Blockchain Decrypted - How mining works
Credit
To be very clear, the below is largely based on Azotic’s post on Reddit from February 2013 (https://www.reddit.com/user/azotic); he/she provided such a great explanation that I didn’t see the point in rewriting a lot of it. This chapter is purely here for reference in later chapters.
Introduction
Blockchain “proof-of-work” mining usually comes with a statement that miners “solve a difficult math problem” or miners “guess for the answer” and while both are true, neither are accurate; other times the answer given is too arcane, talking about such-and-such hash function this, algebraically that, Merkle trees and branches and leafs, etc.

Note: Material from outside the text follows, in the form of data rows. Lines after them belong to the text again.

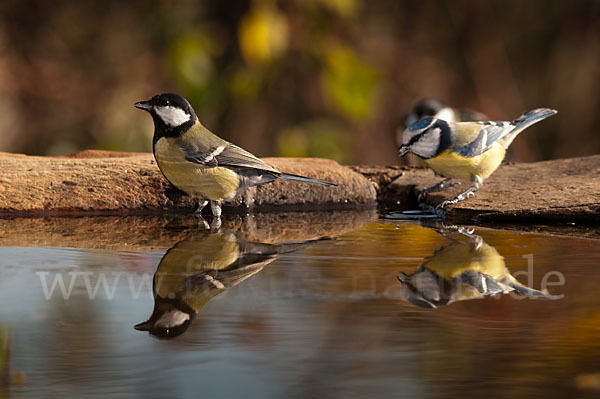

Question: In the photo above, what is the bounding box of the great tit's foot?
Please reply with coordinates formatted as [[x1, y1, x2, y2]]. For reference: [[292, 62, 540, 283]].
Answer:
[[210, 216, 222, 233], [210, 201, 223, 219], [194, 200, 208, 214], [198, 215, 210, 230]]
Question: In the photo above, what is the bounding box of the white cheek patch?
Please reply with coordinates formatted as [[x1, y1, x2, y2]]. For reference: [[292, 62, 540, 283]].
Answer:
[[410, 127, 442, 159], [154, 106, 191, 127], [435, 107, 457, 122], [156, 310, 190, 328]]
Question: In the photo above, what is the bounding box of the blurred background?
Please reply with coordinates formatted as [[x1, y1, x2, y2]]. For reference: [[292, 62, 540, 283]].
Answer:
[[0, 0, 600, 164]]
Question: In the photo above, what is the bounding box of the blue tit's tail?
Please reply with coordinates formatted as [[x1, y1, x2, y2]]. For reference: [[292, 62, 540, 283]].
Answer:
[[278, 173, 337, 186], [502, 108, 558, 148]]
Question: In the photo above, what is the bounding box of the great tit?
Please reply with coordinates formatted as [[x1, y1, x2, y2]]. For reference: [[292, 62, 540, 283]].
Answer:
[[399, 98, 488, 130], [134, 230, 323, 338], [135, 93, 335, 218], [398, 108, 557, 208], [398, 231, 553, 308]]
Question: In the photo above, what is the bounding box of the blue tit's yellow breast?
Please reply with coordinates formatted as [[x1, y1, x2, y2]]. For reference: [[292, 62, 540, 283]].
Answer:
[[425, 244, 507, 279], [154, 137, 240, 201], [425, 143, 506, 180]]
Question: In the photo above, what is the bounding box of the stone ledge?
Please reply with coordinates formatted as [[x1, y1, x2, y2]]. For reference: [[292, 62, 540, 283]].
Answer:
[[0, 151, 376, 217]]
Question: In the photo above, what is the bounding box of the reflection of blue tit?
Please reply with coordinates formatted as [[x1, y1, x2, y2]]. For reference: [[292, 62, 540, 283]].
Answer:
[[398, 231, 551, 308], [135, 93, 335, 217], [135, 231, 318, 338], [398, 99, 488, 130], [399, 108, 556, 207]]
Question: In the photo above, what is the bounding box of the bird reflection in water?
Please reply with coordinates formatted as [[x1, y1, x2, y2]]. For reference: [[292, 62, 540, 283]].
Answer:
[[134, 231, 323, 338], [398, 228, 553, 308]]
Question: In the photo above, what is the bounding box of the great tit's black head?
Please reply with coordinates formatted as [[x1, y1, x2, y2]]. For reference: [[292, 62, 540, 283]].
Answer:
[[133, 296, 196, 339], [135, 93, 198, 139], [398, 267, 452, 308], [398, 118, 453, 159], [404, 99, 446, 127]]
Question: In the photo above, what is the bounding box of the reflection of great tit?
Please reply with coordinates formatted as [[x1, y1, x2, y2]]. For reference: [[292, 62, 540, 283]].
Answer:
[[135, 231, 319, 338], [135, 94, 335, 217], [398, 99, 488, 131], [398, 108, 556, 207], [398, 231, 551, 308]]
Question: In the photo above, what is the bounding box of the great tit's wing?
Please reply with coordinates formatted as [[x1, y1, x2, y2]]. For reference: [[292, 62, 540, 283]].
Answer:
[[453, 108, 557, 158], [452, 122, 515, 158], [182, 142, 279, 173]]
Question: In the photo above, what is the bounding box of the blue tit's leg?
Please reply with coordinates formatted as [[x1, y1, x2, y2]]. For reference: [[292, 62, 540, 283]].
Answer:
[[210, 201, 222, 219], [435, 176, 483, 210], [194, 200, 208, 214], [417, 177, 460, 202]]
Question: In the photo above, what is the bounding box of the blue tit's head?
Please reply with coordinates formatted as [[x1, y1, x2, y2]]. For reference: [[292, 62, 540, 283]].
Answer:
[[404, 98, 446, 127], [398, 118, 453, 159], [135, 93, 198, 138]]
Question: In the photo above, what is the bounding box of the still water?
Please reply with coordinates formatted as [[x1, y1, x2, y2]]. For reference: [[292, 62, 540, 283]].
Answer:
[[0, 212, 600, 398]]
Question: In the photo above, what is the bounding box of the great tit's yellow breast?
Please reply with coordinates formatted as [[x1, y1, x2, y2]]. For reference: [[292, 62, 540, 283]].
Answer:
[[425, 143, 506, 180], [154, 234, 240, 309], [154, 137, 240, 201], [425, 244, 506, 279]]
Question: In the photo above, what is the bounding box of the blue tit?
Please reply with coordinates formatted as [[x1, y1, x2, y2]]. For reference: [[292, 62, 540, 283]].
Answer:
[[398, 230, 554, 308], [404, 99, 488, 128], [398, 108, 557, 208], [135, 93, 335, 218]]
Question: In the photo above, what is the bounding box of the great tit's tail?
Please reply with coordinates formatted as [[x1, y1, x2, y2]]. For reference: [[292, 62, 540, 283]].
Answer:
[[504, 108, 558, 148], [279, 173, 337, 186]]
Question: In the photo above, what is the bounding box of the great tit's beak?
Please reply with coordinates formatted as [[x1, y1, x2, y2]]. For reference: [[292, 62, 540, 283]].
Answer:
[[133, 320, 152, 331], [398, 145, 409, 157], [134, 101, 152, 112]]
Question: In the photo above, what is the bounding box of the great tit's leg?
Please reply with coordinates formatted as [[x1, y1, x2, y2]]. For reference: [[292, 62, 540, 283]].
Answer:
[[435, 176, 483, 209], [210, 217, 221, 233], [210, 201, 222, 219], [210, 201, 221, 233], [194, 200, 208, 214], [417, 177, 460, 202]]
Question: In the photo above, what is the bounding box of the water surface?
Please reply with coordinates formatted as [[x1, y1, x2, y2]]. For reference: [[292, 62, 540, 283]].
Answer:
[[0, 213, 600, 398]]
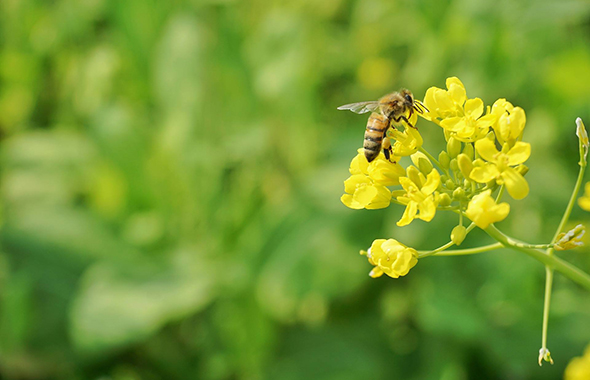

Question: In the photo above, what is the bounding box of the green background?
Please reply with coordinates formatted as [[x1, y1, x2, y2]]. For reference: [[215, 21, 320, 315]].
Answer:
[[0, 0, 590, 380]]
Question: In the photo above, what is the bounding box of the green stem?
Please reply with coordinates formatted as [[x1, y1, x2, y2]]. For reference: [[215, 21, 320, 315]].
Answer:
[[418, 147, 444, 170], [541, 266, 553, 349], [539, 129, 587, 365], [484, 224, 590, 290], [426, 243, 503, 258], [548, 160, 587, 243], [418, 223, 477, 259]]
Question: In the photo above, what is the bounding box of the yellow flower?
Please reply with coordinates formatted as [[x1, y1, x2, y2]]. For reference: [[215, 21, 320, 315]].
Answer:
[[396, 166, 440, 227], [578, 182, 590, 211], [391, 128, 424, 157], [563, 346, 590, 380], [361, 239, 418, 278], [424, 77, 467, 120], [469, 138, 531, 199], [465, 190, 510, 228], [340, 149, 405, 210], [424, 77, 496, 142], [492, 99, 526, 146]]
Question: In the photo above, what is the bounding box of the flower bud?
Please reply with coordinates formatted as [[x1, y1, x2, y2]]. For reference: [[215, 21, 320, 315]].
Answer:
[[438, 193, 452, 207], [447, 137, 461, 158], [438, 150, 451, 169], [457, 153, 473, 178], [449, 158, 459, 172], [473, 158, 486, 167], [576, 118, 590, 149], [451, 226, 467, 245], [410, 152, 433, 175], [463, 143, 475, 161], [516, 164, 529, 177], [406, 165, 422, 186]]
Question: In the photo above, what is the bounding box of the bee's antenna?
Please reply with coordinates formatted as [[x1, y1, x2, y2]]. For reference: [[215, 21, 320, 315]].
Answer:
[[414, 100, 430, 113]]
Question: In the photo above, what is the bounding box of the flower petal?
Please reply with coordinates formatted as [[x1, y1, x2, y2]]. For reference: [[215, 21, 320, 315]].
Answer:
[[501, 167, 529, 200], [507, 141, 531, 166], [469, 163, 500, 183], [418, 196, 436, 222], [365, 185, 391, 210], [396, 201, 418, 227], [465, 98, 483, 119], [420, 170, 440, 195], [352, 185, 377, 207], [475, 139, 499, 162], [344, 174, 371, 194], [447, 81, 467, 106]]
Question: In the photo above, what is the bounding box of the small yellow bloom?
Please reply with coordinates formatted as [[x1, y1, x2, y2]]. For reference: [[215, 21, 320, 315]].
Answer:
[[361, 239, 418, 278], [340, 149, 405, 210], [397, 170, 440, 227], [469, 138, 531, 199], [440, 98, 496, 142], [563, 346, 590, 380], [578, 182, 590, 211], [424, 77, 496, 142], [390, 128, 424, 157], [492, 99, 526, 146], [340, 174, 391, 210], [554, 224, 586, 251], [423, 77, 467, 120], [465, 190, 510, 229]]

This is aimed at being a non-technical explanation, to simplify mining and introduce the concept to people unfamiliar with it.
Blockchain Mining
It’s not really about computers solving complex mathematical problems, it is more about computers taking structured guesses at a rapid pace to solve the mathematical equation. While the end result is indeed a solution, the way of getting to the solution is not by solving it but by running a growing sequence of numbers until you arrive at the solution. I.e. actual intelligence is not required to mine. That is also the reason why GPU and ASIC mining have replaced CPU mining.
Hash Functions
To start to understand mining, you have to understand what a hash function is and that there are a variety of predetermined hash combinations in the whole blockchain story.
A hash function takes an input and creates a seemingly random output; important to note here is that while the output is randomized it is consistent, I.e. every time you enter the exact same input you will receive the exact same output. Aside from this, it is very difficult (astronomical) to determine an input if you only have the output.

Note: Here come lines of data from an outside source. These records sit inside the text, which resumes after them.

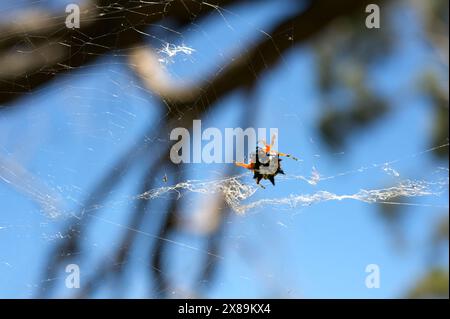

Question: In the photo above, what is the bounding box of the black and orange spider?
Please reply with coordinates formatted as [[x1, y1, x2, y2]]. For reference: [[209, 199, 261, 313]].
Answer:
[[235, 135, 298, 186]]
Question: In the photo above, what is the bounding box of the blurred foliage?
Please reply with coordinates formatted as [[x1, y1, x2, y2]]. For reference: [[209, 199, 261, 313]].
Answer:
[[314, 2, 393, 150], [314, 0, 449, 298], [407, 269, 449, 298]]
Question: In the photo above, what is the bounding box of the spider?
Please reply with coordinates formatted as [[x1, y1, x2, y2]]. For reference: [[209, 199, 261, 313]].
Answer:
[[235, 135, 298, 188]]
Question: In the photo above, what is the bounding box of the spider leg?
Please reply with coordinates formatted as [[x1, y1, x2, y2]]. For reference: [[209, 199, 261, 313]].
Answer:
[[277, 152, 298, 161], [234, 162, 255, 169]]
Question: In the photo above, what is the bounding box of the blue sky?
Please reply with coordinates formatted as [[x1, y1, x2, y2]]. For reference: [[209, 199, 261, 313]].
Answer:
[[0, 2, 448, 298]]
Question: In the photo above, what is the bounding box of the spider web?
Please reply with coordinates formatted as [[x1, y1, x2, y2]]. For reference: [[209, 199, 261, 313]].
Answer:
[[0, 1, 449, 297]]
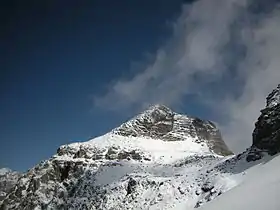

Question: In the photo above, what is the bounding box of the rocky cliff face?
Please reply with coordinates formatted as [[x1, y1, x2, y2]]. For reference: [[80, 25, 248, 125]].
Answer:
[[248, 85, 280, 161], [113, 105, 233, 155], [0, 105, 231, 210], [0, 168, 20, 202]]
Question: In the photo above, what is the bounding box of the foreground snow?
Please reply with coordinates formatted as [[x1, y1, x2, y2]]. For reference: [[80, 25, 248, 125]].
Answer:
[[174, 155, 280, 210]]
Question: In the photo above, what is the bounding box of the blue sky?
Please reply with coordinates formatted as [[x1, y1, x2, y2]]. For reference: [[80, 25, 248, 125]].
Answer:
[[0, 0, 280, 171], [0, 0, 191, 170]]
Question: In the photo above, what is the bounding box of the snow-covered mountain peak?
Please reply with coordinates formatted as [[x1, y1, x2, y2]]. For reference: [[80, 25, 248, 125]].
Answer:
[[112, 105, 232, 155]]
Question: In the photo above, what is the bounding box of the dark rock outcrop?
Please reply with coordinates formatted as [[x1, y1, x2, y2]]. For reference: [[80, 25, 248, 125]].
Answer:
[[247, 85, 280, 161], [0, 168, 20, 202], [113, 105, 233, 156]]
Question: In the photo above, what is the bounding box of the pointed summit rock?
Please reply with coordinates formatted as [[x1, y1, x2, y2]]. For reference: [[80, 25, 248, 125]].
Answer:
[[112, 105, 233, 156]]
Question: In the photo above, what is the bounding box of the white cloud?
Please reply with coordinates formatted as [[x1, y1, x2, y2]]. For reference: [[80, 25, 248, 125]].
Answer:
[[95, 0, 280, 152]]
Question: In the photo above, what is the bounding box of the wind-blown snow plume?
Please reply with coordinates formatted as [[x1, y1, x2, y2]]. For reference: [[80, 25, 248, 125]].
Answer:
[[94, 0, 280, 152]]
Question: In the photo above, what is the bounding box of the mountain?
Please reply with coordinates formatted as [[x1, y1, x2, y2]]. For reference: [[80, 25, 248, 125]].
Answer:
[[0, 86, 280, 210], [0, 168, 20, 201], [248, 85, 280, 161], [1, 105, 232, 209]]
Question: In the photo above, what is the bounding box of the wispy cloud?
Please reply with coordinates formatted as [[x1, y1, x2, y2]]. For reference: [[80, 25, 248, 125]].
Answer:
[[94, 0, 280, 152]]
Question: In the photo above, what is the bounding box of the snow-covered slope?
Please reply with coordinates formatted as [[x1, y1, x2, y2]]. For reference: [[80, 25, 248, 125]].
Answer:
[[0, 82, 280, 210], [1, 105, 231, 209], [197, 155, 280, 210], [0, 168, 20, 202]]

An example of a very simple hash function using prime numbers:
a. Using a calculator, take the square root of 3, this will give you 1.7320508075887729352744634150
b. Now take the digits from the 5th place after the decimal all the way to the 10th place after the decimal, this gives you 508075
c. Try this again with another prime number, for example, 11, this will give you 3.3166247903553998491149327366707
d. Again, take the digits from the 5th place after the decimal all the way to the 10th place after the decimal, this gives you 247903
e. That is, in its simplest form, a hash function, all be it a very weak one.
f. For any given prime number, we can find a number, (those 6 digits from 5-10: 508075) that seem to have nothing to do with the input (the square root of 3) but that can be consistently calculated and that cannot be easily reconstructed to give you the input.

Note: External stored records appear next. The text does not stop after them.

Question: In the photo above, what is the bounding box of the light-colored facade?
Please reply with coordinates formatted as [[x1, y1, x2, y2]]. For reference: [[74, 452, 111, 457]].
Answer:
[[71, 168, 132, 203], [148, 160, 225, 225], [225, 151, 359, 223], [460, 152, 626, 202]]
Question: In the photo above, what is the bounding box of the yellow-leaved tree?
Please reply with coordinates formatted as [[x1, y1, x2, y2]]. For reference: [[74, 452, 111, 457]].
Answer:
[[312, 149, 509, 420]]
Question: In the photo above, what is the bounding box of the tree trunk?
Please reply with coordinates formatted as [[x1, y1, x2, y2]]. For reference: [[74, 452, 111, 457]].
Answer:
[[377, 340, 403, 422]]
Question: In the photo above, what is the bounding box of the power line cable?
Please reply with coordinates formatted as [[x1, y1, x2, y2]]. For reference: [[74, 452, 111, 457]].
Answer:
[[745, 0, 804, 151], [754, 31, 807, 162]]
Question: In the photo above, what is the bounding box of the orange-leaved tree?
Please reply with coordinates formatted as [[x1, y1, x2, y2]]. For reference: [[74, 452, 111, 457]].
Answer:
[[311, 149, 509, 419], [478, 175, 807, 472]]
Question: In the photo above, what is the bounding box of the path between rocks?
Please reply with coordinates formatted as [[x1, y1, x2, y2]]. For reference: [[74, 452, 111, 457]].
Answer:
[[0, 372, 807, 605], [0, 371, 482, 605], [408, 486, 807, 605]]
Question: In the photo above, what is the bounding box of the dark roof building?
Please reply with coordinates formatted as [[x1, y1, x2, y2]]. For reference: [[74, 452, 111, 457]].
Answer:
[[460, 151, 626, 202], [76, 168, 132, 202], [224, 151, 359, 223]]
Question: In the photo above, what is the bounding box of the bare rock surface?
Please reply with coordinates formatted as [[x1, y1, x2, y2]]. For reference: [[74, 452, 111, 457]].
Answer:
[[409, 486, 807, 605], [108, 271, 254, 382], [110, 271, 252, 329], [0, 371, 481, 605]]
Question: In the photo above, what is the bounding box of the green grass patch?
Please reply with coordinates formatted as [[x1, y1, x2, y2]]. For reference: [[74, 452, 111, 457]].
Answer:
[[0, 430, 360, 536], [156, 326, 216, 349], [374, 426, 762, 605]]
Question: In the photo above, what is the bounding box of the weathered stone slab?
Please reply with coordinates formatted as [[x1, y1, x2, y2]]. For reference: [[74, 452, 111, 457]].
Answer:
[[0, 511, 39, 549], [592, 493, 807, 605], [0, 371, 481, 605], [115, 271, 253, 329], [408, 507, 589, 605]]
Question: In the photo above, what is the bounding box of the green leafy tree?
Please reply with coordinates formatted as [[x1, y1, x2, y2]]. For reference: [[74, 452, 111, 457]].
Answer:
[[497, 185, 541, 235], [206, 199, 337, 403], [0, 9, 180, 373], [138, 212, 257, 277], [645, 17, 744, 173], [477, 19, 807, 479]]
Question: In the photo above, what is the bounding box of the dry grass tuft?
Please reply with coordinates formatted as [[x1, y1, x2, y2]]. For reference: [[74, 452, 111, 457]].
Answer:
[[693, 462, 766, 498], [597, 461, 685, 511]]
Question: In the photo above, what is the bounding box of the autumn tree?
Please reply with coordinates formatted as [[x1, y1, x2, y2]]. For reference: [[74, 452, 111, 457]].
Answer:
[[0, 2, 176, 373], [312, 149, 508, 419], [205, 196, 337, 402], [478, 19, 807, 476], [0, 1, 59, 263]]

g. If I give you the number 512754, what would the input be?
h. You can guess it by starting to calculate the different square roots of prime numbers, 2, 3, 5, 7, 11, 13, 17, 19, 23, 29, etc. and looking at the 5th to 10th numbers in their sequence and compare it to the number 512754
i. You would find it when you hit the number 13 … congratulations, if you did the calculations, you just became a miner.
So how does it work in Bitcoin for example?
a. In Bitcoin they use a hash function called SHA-256, meaning a Secure Hash Algorithm (SHA) that is 256 bits, this belongs to the SHA-2 family which consists of 6 different hash functions. SHA-256 is a hash function that is computed with 32-bit words.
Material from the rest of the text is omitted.